In Memoriam


Dr.med. Horst Hermann August Intrau  (* 28. 05.1935 in Hamburg, † 23.10.1988 in Stolberg / Harz)
Facharzt für Chirurgie und Neurochirurgie,
war ein deutscher Arzt.

 

Leben

Nachdem sein Vater im Februar 1945 in Hamburg, in Folge der schweren sinnlosen Bombardierungen
auf Wohngebiete der Hansestadt Hamburg verstarb, wuchs Horst Intrau, mit seinem Zwilligsbruder
Klaus John Paul Intrau, bei seiner Mutter auf.
Die Familie verzog auf Grund der katastrophalen Situation in Hamburg, nach dem Ende des Krieges
dann nach Rostock, wo die Volksschule weiter besucht und abgeschlossen wurde.

Im Anschluß wurde der Handwerksberuf eines Maurers erlernt und mit sehr guten Leistungen abgeschlossen.
Wegen dieser sehr guten beruflichen Leistungen wurde Horst Intrau zur Arbeiter und Bauern Fakultät (ABF)
delegiert, die er in Weimar / Thüringen besuchte.

Abschluß der ABF in Weimar mit sehr guten Leistungen, Hochschulreife / Abitur.

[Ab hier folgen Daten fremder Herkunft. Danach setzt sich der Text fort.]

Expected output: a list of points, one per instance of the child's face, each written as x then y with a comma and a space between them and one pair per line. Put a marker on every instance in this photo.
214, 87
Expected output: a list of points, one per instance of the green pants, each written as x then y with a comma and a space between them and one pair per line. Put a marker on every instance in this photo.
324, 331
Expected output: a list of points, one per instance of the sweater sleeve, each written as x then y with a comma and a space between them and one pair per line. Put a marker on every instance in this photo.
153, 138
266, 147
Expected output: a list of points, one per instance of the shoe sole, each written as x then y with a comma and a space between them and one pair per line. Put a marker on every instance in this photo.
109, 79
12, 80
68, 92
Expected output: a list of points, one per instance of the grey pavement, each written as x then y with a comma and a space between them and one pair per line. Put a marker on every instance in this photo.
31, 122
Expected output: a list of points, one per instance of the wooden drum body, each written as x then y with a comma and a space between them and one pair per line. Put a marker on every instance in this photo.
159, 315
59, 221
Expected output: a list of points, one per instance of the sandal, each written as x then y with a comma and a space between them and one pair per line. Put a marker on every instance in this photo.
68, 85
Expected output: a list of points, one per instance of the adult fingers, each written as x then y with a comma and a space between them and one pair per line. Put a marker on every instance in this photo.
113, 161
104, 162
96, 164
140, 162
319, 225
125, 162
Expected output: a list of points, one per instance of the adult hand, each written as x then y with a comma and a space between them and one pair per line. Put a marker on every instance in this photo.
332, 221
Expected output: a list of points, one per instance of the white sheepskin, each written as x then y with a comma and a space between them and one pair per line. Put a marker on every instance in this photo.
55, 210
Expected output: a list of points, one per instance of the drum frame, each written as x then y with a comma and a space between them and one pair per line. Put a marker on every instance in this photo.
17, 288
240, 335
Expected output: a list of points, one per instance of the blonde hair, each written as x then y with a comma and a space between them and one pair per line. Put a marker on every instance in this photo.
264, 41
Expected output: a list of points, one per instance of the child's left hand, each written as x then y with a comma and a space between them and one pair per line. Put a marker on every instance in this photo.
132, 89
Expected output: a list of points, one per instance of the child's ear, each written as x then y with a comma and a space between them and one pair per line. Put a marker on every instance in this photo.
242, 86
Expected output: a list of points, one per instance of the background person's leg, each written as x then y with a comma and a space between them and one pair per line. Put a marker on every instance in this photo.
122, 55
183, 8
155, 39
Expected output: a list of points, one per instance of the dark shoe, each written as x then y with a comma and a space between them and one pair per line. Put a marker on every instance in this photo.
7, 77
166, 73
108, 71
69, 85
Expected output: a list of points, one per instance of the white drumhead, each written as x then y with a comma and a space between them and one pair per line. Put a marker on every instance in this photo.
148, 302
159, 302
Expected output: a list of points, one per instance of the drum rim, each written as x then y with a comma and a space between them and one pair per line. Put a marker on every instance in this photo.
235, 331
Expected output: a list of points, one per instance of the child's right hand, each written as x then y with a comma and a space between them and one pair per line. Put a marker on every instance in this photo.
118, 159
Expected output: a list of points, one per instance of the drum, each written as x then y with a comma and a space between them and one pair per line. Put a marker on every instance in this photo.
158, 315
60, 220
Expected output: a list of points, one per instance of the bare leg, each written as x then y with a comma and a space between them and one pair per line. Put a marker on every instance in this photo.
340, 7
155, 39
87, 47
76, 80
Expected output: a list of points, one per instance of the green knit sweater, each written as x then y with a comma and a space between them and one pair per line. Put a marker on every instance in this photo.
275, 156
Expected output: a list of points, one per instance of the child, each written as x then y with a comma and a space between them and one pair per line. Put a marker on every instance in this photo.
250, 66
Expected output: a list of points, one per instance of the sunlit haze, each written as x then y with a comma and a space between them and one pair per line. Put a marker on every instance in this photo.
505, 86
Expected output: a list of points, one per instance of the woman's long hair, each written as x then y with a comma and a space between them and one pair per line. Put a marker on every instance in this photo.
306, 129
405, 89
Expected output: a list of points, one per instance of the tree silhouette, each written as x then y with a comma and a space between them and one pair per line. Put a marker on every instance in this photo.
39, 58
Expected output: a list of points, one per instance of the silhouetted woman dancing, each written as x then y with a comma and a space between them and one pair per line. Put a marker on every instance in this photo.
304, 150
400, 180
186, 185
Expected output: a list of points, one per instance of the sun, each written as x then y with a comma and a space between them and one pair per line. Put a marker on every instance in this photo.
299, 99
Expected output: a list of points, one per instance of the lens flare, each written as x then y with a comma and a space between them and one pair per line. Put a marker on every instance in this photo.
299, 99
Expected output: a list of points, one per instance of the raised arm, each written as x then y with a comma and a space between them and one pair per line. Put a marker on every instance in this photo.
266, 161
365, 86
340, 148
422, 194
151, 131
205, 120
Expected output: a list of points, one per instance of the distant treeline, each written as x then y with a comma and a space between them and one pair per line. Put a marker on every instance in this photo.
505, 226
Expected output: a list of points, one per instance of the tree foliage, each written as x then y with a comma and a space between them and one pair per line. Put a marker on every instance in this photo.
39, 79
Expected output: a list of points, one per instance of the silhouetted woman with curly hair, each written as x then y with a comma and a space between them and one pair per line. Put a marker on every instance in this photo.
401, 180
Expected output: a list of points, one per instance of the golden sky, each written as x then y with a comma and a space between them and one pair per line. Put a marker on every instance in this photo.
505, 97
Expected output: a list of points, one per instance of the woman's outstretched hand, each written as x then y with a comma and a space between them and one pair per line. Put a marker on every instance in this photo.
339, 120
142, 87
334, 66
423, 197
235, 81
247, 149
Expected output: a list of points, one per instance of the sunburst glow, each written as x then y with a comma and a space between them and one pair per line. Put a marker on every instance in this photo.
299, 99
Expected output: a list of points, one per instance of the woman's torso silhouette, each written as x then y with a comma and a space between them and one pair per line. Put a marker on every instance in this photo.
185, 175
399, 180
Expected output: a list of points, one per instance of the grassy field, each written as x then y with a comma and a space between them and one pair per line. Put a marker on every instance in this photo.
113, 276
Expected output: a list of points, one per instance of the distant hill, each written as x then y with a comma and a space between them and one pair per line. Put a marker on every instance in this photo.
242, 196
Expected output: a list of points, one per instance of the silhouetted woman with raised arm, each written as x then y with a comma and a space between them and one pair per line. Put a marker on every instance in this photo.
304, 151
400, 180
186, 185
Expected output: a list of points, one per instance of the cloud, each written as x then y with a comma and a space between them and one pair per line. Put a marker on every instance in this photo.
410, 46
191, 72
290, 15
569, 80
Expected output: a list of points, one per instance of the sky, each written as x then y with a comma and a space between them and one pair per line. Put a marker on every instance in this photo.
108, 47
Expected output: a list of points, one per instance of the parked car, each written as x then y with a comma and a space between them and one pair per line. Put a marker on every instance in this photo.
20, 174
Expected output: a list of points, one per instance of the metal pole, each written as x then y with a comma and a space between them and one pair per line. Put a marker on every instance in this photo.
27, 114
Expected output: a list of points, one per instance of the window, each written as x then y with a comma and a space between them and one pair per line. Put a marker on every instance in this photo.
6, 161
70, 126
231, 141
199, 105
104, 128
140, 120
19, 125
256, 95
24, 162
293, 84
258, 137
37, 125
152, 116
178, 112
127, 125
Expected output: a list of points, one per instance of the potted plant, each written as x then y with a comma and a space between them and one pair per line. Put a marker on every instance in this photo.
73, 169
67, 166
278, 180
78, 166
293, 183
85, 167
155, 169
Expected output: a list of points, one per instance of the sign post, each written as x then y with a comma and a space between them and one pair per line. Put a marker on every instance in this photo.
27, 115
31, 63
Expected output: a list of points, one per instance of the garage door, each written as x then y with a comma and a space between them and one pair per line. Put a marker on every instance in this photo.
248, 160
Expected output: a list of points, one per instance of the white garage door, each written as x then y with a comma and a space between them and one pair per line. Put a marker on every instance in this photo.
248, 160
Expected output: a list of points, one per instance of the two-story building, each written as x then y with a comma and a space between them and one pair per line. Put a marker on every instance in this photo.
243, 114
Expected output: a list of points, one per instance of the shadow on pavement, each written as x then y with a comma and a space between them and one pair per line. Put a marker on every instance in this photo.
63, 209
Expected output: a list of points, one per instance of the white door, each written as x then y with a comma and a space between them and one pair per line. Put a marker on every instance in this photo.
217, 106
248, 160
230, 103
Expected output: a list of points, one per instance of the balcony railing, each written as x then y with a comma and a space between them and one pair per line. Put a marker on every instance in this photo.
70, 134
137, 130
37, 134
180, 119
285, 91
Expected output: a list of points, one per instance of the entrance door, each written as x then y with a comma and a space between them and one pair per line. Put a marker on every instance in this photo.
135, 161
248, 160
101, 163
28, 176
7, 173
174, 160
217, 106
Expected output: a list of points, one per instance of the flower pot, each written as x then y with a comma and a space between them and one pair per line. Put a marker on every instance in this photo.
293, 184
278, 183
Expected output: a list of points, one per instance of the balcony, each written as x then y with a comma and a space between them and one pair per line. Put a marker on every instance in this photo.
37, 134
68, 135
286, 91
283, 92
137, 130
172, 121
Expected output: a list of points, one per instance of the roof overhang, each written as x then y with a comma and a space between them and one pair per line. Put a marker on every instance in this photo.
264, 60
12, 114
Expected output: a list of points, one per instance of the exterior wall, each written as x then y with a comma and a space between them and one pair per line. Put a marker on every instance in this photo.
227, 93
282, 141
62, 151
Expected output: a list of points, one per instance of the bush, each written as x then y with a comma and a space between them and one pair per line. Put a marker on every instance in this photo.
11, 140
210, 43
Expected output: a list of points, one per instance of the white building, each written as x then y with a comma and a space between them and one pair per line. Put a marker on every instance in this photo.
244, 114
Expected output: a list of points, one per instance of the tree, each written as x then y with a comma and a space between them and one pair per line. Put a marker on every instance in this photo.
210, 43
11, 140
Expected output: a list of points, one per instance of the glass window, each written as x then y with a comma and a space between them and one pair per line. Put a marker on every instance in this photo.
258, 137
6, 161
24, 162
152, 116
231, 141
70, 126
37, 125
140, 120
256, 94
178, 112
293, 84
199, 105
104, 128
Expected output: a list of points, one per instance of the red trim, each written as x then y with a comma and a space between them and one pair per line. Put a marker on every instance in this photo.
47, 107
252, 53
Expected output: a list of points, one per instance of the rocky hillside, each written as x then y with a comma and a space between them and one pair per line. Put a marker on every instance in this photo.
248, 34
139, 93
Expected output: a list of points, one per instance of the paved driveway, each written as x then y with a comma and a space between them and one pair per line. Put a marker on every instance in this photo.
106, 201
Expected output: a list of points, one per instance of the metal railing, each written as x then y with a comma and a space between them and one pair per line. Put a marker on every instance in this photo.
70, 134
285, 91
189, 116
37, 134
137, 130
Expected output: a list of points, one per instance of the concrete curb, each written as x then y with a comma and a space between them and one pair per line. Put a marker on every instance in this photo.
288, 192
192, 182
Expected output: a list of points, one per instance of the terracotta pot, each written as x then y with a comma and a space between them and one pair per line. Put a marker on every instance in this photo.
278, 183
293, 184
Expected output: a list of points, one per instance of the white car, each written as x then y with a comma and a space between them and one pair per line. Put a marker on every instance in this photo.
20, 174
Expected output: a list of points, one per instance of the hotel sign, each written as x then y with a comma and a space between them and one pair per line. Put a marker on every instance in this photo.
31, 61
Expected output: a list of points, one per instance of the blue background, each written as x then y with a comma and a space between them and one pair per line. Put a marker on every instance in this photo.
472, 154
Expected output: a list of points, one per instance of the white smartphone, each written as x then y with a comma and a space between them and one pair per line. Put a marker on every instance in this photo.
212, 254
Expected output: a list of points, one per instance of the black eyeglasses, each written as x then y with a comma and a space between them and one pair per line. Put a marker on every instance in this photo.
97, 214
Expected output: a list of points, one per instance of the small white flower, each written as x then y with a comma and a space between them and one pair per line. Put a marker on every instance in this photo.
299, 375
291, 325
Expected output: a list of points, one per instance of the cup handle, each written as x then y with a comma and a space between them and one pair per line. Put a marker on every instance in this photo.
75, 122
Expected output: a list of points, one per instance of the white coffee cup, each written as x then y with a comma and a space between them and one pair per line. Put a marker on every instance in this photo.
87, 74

Beginn des Studiums der Humanmedizin an der Humboldt-Universität zu Berlin und Studium bis zum Physikum.
Danach Weiterführung und Abschluß des Medizinstudiums in Erfurt / Thüringen (Bezirk Erfurt/ DDR) an der
Medizinischen Akademie Erfurt bei dem international renommierten Chirurgen OMR Prof. Dr.med. Werner Usbeck.

1962 - Dissertation (Dr.med.) an der Medizinischen Akademie Erfurt mit dem Thema:
           "Was leistet der Biliton-Äther-Test bei Thorakotomierten?
             Erfurt, Med. Ak., Diss. v. 22. Okt. 1962
             OCLC: 73983728

- Facharztausbildung Chirurgie: OMR Prof. Dr.med. Werner Usbeck, Medizinische Akademie Erfurt

- Facharztausbildung Neurochirurgie, Berlin

bis 1978 - Ärztliche Tätigkeit an der Medizinischen Akademie Erfurt (MAE) unter
                 OMR Prof. Dr.med. Werner Usbeck (Rektor der MAE von 1973 bis 1985)

1978 - Berufung zum ärztlichen Direktor des Krankenhaus Stolberg / Harz,
            enge Zusammenarbeit mit Prof. Dr.med. Reichel / Kreiskrankenhaus Nordhausen
          
1986 - Aufenthalt im April/ Mai in der Ukraine (Reaktorunglück / Kernschmelze im KKW Tschernobyl)

23.10.1988 -  Nach schweren Tumor-Leidensweg - Beginn 2006 / 2007 und fortwährenden
                      Krankenhausaufenthalten, mit wiederholten Operationen, so u.a. bei dem
                      und  Direktor der Chirurgie und freundschaftlich 
                      verbundenen Kollegen Prof. Dr.med. Dr.med.h.c. Helmut Wolff / Charité Berlin -
                      fand hier sein Leben so ein vorzeitiges leidvolles Ende.